In principle, such a per diem allowance should be included in the taxable income of an employee. However, the allowance can be excluded from the employee’s taxable income if all of the following conditions set by the CRA are met. There are however no defined maximum amounts as we often see in other countries such as the USA.
The per diem allowance is not considered taxable income if all the following requirements apply:
- The employee travels away from the workplace: The employee travels away from the municipality and the metropolitan area of the workplace, which is where the employer’s establishment is located and where the employee ordinarily works or reports. An employer may provide a tax-exempt allowance for an employee travelling within that municipality or metropolitan area in case the purpose is to perform their duties more efficiently during a work shift.
- The allowance is reasonable: The CRA considers a value of up to $23 for the meal portion of the travel allowance to be reasonable.
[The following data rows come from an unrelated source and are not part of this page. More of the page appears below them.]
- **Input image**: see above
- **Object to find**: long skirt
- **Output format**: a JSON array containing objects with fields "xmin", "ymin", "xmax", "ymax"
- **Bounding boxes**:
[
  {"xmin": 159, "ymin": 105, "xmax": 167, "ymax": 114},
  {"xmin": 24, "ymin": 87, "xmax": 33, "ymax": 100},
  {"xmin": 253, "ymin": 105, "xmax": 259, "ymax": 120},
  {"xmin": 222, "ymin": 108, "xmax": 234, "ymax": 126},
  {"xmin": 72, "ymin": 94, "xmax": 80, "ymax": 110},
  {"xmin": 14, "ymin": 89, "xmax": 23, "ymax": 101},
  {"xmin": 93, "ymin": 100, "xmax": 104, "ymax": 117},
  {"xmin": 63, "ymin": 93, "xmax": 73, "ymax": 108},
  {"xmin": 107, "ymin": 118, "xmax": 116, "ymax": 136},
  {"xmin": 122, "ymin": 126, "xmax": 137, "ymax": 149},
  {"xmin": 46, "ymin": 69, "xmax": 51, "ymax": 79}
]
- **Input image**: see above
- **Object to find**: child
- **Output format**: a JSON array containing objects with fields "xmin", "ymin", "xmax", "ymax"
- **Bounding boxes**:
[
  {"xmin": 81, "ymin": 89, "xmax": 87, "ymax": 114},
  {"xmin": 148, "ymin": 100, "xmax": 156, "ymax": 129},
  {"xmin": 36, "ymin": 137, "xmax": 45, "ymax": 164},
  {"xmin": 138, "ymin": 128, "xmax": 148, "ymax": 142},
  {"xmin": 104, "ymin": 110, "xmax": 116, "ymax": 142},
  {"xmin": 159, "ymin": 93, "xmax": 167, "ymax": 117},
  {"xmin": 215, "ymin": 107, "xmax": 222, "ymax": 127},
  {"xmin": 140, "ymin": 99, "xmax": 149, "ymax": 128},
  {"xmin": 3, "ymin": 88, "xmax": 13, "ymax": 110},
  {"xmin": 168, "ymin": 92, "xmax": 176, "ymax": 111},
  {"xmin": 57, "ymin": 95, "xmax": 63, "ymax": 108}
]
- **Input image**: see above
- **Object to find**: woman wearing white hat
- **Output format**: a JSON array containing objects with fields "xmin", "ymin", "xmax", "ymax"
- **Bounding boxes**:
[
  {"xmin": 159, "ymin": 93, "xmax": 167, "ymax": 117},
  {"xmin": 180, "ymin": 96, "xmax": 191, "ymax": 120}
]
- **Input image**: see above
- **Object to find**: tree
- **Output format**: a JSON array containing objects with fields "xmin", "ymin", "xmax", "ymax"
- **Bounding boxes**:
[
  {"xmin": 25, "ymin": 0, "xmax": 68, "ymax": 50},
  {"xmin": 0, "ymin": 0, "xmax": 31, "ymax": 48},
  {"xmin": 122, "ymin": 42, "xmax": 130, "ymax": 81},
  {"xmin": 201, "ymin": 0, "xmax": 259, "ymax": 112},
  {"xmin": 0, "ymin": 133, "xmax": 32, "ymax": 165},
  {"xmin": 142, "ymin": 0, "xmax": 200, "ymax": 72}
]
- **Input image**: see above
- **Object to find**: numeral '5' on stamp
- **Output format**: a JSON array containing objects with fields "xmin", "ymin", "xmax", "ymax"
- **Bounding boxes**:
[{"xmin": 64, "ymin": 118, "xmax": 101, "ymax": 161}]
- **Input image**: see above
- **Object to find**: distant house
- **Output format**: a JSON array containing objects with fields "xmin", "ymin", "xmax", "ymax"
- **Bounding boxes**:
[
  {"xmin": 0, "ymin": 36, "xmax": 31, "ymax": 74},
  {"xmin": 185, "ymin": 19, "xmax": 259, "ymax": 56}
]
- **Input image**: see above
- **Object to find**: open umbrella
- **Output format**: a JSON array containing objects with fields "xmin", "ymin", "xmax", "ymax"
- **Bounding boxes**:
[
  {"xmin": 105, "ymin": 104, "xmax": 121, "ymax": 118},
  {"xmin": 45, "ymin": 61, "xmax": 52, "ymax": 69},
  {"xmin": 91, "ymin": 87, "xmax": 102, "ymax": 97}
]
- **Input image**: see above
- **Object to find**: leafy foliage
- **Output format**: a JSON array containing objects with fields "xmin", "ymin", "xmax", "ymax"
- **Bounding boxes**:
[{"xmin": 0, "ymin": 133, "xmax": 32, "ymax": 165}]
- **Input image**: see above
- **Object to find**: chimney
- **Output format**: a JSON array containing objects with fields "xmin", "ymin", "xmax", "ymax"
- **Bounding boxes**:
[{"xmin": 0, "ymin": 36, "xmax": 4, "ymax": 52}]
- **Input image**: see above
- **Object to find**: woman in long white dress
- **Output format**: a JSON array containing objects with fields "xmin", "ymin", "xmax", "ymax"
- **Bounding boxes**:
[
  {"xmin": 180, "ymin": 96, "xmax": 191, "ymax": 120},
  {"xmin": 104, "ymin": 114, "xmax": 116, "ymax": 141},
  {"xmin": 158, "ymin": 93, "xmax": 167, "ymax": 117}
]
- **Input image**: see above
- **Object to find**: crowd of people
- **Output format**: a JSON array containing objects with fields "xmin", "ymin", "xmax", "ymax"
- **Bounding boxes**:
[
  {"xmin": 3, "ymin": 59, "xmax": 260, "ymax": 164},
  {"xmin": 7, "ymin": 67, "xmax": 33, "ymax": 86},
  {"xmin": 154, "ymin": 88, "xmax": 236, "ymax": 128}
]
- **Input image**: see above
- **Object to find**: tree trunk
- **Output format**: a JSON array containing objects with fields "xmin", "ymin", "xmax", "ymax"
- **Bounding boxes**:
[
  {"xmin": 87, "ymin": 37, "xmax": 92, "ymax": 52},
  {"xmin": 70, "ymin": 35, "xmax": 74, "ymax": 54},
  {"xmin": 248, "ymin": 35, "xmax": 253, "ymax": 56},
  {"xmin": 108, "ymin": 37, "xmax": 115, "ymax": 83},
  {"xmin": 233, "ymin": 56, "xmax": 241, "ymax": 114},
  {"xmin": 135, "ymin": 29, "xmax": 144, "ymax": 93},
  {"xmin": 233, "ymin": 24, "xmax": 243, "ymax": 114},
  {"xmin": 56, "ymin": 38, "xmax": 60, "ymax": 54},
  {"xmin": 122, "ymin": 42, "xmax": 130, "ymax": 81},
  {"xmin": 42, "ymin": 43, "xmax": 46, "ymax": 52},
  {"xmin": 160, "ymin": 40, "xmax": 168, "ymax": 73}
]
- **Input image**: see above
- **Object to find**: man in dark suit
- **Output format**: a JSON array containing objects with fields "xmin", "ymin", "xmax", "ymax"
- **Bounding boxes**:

In general, whether a per diem allowance for travel expenses is reasonable is a question of fact. An employer should pay a per diem allowance based on the reasonable expenses they would expect their employee to incur during a business trip.
- The employee is the primary beneficiary of the allowance.
- The allowance is not an additional form of remuneration.
The CRA provides some examples where a per diem allowance is considered taxable or non-taxable on their website.
For part-time employees, salespersons and clergy, there are specific rules regarding the taxability of travel allowances covering meals and lodging. You can find more information about these specific types of employees on CRA’s website.